Nelson encourages Christians to embrace work and, in doing so, transform it. When we put our minds on God’s mission and our hands to the plow, we turn our workplaces into mission fields. But to do that, we must see our work as more than a burden. To achieve that goal, Nelson urges us to reclaim an idea that has grown distorted in recent years, the notion of a sacred calling.

Many churches, particularly evangelical congregations, mistakenly divide labors into “higher” work, meaning the pastorate or missions, and “lower” work, done in secular settings. This leads many ordinary parishioners to think they let God down if they stick with their workaday jobs.

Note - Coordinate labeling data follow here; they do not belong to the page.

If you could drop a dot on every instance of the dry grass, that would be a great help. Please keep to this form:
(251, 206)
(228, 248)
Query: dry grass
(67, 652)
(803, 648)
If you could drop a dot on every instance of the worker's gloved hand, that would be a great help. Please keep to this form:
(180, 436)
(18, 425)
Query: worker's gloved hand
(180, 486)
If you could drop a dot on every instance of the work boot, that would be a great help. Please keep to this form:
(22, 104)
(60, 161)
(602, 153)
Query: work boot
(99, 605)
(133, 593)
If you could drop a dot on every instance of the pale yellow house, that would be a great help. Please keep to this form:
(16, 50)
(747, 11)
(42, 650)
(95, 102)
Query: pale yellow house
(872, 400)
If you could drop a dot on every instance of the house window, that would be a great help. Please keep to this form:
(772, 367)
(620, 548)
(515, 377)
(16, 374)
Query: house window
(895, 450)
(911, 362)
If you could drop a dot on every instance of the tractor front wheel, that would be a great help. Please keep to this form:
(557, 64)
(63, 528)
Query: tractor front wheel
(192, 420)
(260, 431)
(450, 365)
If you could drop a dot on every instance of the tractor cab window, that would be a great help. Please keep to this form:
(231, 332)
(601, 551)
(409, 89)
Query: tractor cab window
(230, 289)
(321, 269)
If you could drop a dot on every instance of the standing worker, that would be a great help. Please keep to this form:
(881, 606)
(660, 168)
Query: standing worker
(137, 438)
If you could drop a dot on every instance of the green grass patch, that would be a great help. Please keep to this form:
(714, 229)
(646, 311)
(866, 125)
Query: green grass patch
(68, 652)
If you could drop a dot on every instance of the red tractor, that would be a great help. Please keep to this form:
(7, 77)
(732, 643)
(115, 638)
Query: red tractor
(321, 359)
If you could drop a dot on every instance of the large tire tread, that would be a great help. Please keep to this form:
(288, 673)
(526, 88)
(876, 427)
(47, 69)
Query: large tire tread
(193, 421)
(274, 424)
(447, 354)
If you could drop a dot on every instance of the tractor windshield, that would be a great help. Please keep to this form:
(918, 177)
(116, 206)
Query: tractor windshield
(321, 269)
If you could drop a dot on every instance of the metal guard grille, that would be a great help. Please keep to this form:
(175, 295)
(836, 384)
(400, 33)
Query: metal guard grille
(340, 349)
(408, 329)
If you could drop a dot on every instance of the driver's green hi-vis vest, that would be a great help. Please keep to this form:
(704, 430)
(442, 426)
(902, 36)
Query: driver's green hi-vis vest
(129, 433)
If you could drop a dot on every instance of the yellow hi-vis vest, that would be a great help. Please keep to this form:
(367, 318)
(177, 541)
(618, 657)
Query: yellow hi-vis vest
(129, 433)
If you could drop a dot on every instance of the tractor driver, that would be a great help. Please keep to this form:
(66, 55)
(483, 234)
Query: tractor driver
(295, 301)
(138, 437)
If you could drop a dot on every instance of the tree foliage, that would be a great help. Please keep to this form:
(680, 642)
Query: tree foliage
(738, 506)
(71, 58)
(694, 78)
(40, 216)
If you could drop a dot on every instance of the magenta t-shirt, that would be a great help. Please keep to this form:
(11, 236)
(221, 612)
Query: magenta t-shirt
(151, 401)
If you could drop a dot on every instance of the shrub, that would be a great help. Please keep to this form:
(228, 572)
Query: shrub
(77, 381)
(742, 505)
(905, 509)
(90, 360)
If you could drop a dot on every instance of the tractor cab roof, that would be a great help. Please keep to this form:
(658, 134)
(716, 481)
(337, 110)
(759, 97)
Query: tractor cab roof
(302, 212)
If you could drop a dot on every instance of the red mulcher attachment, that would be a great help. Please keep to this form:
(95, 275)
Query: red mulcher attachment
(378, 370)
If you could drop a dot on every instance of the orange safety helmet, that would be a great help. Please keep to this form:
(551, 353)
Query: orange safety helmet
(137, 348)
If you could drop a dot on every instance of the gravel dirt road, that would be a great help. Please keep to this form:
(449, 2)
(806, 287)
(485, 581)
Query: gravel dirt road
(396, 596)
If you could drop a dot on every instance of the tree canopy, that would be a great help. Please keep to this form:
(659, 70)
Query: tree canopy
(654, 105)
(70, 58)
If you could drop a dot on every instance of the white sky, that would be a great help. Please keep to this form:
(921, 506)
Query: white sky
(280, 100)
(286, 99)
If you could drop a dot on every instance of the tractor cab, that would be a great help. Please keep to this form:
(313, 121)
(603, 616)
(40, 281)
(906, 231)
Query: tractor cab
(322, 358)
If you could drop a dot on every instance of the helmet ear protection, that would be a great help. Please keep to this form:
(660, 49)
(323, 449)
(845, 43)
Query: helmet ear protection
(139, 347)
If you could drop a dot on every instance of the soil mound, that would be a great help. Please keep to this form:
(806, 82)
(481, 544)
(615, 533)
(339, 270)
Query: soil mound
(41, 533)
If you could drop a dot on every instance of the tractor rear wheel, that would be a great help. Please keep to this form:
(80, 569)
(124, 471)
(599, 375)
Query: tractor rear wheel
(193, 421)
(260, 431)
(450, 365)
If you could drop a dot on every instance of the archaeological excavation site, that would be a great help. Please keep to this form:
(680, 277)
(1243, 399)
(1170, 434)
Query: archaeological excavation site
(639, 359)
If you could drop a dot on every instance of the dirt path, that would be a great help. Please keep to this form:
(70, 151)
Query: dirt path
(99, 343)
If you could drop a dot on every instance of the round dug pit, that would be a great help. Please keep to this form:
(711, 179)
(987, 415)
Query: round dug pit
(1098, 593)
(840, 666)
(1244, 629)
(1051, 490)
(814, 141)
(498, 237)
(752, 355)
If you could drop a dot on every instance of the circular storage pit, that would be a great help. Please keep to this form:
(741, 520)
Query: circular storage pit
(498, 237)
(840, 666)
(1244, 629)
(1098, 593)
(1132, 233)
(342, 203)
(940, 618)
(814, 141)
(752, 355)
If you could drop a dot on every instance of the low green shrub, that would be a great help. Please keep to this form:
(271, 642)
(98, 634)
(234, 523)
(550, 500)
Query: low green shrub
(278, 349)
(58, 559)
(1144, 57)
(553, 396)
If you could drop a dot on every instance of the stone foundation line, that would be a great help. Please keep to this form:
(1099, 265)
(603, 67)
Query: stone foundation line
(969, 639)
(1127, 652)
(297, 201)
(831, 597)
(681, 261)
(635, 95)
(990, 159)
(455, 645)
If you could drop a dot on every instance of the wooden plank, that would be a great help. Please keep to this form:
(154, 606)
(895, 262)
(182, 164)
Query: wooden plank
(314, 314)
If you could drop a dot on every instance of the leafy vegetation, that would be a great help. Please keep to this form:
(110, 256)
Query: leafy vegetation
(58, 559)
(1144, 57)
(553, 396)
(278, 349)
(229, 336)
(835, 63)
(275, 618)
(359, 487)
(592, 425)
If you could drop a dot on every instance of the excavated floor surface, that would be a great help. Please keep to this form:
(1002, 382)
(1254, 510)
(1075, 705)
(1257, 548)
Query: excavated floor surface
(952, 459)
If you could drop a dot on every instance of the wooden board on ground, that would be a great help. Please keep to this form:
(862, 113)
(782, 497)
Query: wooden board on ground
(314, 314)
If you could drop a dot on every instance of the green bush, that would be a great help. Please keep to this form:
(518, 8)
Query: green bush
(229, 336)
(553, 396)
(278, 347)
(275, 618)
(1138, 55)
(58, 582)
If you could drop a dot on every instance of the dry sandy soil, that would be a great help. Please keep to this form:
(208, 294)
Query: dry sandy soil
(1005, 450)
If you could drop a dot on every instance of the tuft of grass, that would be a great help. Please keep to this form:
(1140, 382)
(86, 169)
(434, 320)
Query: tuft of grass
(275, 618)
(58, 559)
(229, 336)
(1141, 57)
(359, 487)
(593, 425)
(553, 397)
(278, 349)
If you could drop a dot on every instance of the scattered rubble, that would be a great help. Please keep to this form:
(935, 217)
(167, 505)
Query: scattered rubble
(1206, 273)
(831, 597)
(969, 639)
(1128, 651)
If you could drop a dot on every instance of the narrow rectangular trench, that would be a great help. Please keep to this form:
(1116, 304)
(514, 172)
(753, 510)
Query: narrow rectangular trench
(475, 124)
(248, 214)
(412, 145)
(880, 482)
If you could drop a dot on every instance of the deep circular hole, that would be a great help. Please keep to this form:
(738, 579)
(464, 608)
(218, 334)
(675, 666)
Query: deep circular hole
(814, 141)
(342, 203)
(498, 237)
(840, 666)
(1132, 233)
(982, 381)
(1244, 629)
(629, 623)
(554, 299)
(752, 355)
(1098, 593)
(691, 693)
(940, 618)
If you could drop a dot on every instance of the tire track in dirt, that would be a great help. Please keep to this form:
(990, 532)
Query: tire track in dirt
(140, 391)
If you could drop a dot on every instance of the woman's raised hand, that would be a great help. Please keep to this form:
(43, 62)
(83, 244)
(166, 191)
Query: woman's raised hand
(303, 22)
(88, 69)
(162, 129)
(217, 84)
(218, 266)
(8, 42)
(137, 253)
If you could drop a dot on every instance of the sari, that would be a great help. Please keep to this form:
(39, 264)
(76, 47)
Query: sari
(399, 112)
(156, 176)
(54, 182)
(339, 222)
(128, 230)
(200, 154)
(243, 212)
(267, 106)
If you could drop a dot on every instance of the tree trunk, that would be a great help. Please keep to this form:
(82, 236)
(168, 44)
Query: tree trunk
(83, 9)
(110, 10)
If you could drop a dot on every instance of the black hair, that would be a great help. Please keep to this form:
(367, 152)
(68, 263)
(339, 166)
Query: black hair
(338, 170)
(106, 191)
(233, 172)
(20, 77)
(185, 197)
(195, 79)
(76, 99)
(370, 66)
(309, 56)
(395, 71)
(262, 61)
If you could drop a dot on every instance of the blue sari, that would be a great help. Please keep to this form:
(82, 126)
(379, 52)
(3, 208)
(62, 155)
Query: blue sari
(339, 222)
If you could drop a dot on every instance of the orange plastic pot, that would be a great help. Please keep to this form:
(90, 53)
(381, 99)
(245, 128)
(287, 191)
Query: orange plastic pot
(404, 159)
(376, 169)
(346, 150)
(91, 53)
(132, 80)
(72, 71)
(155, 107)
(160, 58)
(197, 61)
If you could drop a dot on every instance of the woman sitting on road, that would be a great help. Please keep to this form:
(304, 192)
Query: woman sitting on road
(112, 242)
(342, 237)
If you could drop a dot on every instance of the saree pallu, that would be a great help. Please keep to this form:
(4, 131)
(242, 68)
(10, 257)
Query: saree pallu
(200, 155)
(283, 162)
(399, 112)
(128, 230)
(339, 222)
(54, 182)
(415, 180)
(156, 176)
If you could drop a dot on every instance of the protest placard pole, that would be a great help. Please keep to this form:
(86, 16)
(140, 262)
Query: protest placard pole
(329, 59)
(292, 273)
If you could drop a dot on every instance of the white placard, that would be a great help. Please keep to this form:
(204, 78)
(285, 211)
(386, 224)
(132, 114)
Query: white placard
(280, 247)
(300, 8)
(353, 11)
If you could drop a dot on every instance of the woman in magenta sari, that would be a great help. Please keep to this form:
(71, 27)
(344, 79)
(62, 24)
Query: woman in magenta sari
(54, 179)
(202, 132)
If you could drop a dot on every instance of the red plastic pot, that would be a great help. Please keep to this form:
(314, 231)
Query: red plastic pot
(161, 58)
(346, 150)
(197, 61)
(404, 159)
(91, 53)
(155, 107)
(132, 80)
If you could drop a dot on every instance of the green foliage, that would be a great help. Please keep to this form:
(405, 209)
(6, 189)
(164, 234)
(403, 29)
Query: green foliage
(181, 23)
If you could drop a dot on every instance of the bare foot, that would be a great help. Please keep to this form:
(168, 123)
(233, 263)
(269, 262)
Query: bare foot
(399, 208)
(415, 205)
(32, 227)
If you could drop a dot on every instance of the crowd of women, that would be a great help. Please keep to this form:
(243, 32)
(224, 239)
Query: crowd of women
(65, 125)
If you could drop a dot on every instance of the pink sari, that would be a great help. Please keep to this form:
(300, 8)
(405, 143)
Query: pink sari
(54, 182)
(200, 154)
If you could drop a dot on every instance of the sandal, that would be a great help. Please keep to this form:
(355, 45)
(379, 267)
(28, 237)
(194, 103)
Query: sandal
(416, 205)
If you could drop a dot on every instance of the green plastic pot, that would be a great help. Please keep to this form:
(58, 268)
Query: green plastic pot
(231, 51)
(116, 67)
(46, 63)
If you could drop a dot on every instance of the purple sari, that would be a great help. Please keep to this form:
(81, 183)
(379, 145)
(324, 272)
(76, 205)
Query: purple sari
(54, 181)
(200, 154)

But Nelson reminds us that the Apostle Paul encouraged Christians to continue their work, and be Christ’s eyes and hands where people actually are.

As Jacques Ellul says in The Presence of the Kingdom, many Christians, especially converts, think they have a call to ministry because that exempts them from life’s tedium. One young man I know thought that, if he became a pastor, he could study the Bible forty hours a week. Ministry’s realities shattered that illusion. Christians are called to work. We are not a rarefied batch of contemplative thinkers; even monks earn their keep by the day.

Yet for all the opportunities work offers Christians, we cannot ignore the challenges. Work can become a form of idolatry. I’ve heard of pastors who have needed to take sabbaticals because they realized they served the pulpit more than God. And work can become a source of profound discouragement, particularly when high Christian ideals conflict with petty workplace politics.

Nelson gets a bit exercised about the risks of sexual impropriety in the workplace, an attitude he takes perhaps to an extreme. While the high tensions of daily labor can cultivate shifting temptations, most workers I know are more threatened by despair or cynicism than lust. I wish Nelson spent more time talking about maintaining God-given hope in the face of daily struggle, because that, not sex, is the biggest obstacle I face.

But even when he follows the occasional cow path, Nelson makes many good points. Church should offer workers encouragement to face our Christian missions with good spirits, despite banal routine; yet many pastors fear to address the workaday world, and Christians fear voicing frustrations to the congregation. This creates a chasm between Sunday sermons and Monday actions, but to Nelson, this is merely an untapped opportunity.

We are all called to a task in this world. God made us to work. When we divide work and worship, we lose some of God’s most profound opportunities. Tom Nelson gives us the encouragement many of us need to reclaim our work for our God.